Morris is an Arizona native, and has worked at the sanctuary since 2004. He’s worked with 70 of the world’s most exotic snake species, but Morris' latest research is much closer to home.
“We’re going to be tagging and tracking and tracking rattlesnakes after we find them in people’s yards," said Morris. "So we’ll put transmitters in them and then we release them nearby in the desert like we always do. But the cool thing is that I’ll be able to track them using radio telemetry technology so I will be able to see where the snakes go."

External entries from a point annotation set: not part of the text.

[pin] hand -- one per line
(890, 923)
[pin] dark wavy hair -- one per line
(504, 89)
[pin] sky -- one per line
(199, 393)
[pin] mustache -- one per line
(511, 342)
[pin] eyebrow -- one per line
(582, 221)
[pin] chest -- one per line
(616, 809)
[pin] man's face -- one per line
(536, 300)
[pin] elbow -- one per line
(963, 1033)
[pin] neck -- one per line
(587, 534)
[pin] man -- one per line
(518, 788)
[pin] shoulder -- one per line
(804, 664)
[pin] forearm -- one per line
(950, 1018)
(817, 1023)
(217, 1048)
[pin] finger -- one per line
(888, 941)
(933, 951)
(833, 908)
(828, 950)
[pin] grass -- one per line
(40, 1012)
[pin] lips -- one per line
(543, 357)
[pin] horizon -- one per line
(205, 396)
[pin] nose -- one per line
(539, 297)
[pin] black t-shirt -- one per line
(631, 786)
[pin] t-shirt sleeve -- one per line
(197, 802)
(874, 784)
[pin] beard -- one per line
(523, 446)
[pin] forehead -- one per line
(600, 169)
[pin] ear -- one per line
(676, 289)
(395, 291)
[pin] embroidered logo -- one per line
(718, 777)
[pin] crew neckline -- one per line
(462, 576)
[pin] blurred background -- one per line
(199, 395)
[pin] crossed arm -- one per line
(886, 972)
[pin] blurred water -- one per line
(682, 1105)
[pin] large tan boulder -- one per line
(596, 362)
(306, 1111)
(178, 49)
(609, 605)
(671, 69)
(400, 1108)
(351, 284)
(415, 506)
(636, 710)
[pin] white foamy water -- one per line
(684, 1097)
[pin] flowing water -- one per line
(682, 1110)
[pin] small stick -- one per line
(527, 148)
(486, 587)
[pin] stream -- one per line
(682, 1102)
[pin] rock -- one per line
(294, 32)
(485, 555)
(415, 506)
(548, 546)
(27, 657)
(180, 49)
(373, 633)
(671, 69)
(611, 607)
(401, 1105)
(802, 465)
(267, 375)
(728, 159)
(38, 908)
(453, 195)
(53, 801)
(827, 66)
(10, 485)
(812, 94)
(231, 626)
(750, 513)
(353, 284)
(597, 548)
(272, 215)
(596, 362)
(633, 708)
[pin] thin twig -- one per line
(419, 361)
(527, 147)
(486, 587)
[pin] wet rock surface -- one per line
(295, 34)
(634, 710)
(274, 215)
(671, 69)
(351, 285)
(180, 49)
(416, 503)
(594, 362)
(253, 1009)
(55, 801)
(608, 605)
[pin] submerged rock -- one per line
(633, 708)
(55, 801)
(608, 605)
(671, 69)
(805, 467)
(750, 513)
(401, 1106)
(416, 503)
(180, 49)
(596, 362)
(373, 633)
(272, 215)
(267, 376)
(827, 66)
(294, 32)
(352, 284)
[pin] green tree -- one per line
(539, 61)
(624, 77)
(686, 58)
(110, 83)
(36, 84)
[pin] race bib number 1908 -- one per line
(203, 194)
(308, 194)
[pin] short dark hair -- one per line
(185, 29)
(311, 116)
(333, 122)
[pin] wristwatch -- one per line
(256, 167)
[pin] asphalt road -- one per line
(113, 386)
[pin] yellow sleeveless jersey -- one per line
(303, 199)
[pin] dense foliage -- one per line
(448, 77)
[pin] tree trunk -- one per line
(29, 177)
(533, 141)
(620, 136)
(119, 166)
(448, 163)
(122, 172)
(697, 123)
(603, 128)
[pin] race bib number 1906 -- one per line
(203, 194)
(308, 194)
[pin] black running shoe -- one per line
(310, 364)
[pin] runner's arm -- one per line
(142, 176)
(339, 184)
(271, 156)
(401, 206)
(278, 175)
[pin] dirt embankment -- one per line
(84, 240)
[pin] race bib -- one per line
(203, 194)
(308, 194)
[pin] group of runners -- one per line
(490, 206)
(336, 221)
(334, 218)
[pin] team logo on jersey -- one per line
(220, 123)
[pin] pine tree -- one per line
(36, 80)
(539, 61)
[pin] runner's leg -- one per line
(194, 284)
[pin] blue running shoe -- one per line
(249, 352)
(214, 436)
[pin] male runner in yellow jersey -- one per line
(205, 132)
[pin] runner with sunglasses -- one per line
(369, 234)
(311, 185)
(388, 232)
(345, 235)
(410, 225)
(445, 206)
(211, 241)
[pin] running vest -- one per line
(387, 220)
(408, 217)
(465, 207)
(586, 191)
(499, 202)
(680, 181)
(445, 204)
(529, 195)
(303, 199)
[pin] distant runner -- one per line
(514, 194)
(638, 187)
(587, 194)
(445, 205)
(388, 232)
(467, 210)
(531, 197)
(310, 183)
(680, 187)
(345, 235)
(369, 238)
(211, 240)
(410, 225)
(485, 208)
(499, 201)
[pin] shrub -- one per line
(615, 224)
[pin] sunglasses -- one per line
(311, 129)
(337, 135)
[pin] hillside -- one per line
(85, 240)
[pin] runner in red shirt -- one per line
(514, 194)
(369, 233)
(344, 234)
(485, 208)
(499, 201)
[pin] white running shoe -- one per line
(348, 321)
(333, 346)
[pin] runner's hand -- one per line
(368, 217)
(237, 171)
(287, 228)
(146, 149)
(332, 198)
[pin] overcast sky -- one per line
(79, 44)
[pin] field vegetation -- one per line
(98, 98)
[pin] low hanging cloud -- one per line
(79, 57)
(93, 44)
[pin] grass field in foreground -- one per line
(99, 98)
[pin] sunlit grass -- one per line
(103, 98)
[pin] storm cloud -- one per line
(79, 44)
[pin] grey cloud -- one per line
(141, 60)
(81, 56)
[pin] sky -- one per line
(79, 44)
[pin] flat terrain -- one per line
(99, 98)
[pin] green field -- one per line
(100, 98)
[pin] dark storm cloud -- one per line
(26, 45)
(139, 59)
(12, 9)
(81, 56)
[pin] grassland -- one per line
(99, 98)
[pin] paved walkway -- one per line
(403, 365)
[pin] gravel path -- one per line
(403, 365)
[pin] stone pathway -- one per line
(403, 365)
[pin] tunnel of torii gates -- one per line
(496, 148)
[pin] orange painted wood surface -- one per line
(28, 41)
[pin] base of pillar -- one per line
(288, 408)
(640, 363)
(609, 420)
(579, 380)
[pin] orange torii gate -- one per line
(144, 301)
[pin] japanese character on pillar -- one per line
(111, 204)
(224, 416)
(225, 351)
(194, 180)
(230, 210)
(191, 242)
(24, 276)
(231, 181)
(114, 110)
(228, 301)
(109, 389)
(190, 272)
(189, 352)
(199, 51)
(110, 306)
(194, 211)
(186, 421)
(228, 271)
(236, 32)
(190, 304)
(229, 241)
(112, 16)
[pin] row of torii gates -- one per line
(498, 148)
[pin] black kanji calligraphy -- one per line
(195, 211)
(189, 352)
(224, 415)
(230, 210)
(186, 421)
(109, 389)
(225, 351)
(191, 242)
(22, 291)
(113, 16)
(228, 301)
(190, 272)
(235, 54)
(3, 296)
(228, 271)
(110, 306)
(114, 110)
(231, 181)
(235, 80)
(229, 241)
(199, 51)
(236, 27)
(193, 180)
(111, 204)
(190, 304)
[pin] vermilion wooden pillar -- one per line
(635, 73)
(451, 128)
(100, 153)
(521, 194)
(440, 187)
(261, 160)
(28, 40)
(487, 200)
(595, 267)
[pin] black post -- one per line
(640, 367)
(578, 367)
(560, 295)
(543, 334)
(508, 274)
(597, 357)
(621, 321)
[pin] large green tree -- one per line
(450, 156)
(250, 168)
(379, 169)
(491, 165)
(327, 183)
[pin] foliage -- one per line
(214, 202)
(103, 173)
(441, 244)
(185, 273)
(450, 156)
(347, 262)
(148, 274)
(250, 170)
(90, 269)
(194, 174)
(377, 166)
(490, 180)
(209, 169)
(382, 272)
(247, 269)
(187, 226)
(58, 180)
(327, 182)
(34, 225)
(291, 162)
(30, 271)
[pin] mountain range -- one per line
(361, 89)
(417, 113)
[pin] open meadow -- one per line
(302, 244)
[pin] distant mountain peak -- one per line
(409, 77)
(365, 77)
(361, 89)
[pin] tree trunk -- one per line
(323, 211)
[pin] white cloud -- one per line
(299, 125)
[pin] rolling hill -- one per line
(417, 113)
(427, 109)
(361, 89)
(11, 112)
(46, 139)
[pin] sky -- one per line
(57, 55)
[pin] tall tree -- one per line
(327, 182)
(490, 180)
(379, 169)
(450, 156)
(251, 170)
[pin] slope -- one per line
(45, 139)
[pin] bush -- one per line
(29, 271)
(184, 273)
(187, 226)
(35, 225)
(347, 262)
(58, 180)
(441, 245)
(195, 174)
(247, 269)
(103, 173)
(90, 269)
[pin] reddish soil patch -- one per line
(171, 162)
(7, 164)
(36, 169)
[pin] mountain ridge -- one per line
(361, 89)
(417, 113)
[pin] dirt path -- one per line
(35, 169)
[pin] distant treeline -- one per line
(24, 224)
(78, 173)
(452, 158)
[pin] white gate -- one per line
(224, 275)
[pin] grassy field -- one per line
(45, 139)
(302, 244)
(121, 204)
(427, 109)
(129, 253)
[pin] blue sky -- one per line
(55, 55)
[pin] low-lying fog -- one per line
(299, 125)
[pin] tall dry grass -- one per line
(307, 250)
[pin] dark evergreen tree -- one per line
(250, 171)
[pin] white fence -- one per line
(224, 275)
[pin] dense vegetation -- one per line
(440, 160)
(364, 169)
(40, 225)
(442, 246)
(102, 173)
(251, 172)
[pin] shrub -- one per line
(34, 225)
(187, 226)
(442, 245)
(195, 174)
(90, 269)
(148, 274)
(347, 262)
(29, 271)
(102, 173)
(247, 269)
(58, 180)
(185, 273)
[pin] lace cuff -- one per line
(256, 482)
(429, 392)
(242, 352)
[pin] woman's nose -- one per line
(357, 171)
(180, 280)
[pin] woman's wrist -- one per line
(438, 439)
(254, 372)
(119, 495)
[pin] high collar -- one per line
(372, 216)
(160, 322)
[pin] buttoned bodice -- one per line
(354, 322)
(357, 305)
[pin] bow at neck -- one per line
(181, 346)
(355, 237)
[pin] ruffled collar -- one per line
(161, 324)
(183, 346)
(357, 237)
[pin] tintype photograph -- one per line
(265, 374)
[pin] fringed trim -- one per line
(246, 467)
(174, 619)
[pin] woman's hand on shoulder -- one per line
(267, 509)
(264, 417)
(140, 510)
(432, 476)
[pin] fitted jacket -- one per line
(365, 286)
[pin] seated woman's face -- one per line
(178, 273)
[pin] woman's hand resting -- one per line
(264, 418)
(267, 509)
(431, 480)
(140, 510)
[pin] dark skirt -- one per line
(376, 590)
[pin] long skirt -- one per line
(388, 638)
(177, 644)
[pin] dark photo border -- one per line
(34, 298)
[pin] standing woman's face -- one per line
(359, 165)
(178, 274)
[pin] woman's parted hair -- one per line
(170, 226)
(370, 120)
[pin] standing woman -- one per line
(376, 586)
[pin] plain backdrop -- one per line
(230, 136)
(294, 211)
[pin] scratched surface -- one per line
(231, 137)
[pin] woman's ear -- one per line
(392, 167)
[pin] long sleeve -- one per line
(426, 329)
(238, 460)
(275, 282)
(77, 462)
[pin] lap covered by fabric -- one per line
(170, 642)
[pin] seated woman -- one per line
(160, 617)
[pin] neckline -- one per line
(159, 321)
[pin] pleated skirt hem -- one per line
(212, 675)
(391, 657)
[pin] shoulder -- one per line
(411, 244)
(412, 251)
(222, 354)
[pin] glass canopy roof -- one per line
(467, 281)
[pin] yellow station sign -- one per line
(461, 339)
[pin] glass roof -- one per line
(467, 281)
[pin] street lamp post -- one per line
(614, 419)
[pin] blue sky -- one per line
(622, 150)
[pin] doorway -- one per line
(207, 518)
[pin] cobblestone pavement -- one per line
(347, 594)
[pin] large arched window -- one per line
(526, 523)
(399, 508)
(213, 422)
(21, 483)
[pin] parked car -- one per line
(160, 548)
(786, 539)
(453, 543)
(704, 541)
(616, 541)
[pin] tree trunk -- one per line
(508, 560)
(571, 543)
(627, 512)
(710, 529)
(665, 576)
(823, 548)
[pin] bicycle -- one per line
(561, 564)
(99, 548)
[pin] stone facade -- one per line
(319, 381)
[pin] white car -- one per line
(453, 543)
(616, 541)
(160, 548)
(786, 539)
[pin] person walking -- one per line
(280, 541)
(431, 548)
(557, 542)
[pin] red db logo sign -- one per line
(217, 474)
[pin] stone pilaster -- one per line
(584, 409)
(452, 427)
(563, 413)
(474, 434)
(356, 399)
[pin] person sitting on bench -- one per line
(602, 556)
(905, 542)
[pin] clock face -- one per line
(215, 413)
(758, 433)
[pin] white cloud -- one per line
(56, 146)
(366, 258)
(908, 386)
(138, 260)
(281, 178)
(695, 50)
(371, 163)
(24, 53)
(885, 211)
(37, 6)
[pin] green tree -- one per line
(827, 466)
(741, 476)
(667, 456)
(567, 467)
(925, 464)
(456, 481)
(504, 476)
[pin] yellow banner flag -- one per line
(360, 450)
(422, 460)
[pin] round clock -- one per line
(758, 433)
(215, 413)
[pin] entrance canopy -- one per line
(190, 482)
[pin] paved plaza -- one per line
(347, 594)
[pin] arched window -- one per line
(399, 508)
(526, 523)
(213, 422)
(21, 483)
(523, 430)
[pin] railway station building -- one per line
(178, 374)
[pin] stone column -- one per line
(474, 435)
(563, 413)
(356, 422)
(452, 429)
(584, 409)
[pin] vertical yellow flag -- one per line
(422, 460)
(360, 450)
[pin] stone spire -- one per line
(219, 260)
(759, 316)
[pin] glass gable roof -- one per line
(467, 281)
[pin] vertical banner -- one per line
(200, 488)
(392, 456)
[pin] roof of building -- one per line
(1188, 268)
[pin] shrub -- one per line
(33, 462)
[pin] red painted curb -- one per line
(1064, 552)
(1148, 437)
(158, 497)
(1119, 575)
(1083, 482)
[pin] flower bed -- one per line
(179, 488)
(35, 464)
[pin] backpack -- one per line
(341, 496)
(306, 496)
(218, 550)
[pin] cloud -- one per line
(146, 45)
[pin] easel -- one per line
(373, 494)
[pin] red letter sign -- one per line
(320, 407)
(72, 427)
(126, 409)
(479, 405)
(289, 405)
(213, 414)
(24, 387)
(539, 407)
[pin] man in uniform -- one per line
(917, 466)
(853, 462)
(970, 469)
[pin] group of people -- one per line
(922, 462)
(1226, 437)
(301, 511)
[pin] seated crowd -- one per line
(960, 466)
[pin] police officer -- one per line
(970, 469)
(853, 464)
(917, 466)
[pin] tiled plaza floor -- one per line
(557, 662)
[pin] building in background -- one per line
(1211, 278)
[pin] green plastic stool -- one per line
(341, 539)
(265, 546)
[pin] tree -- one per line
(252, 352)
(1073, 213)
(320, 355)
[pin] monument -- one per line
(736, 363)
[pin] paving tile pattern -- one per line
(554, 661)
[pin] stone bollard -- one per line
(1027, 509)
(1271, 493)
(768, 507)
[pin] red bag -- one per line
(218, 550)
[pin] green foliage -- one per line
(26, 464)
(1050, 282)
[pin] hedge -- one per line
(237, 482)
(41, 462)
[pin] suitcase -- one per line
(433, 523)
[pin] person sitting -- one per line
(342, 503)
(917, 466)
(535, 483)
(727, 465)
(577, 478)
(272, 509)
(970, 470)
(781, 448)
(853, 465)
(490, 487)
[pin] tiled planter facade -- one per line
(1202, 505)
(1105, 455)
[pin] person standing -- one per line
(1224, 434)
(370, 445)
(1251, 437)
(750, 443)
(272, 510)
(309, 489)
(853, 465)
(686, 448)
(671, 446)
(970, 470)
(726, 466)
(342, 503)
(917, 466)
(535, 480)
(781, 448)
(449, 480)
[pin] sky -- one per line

The trackers are surgically implanted into the back of the rattlesnake. Morris began the work in early July, and he plans to tag and track several hundred snakes over the next decade. There are a few questions he’s trying to answer: When Rattlesnakes are removed from a particular yard or home, do they attempt to return? Do they go to different nearby spaces, or will they stay away? The answers, he hopes, will help humans live more peacefully with rattlesnakes.
“I really think that this research is going to help us coexist safely with rattlesnakes," said Morris. "Statistics from the Banner Poison Center tells us that people often get bit trying to kill the rattlesnakes or sometimes trying to move them without proper training. I believe that education is the answer; the more that we teach people the more that we know about them it’s easier to stay safe around them.”
Morris believes he can help people feel more safe around rattlesnakes, and disprove many misconceptions.
“I think that fear really affects us. Some people are so afraid that they almost can’t live. They’re afraid to go outside their house, they’re afraid to go hiking and you know it’s for good reason," said Morris. "It’s because people have told them stuff so we believe it. You’ll hear stories about your neighbor and how they got chased. If a rattlesnake really chased people, that would be frightening for me. My job would be really hard, but they just don’t. So yeah, I’ve always wanted to do a project like this so I can help educate people on a larger scale and help them feel more comfortable living here. ”
Morris plans to publish his findings periodically over the next ten years.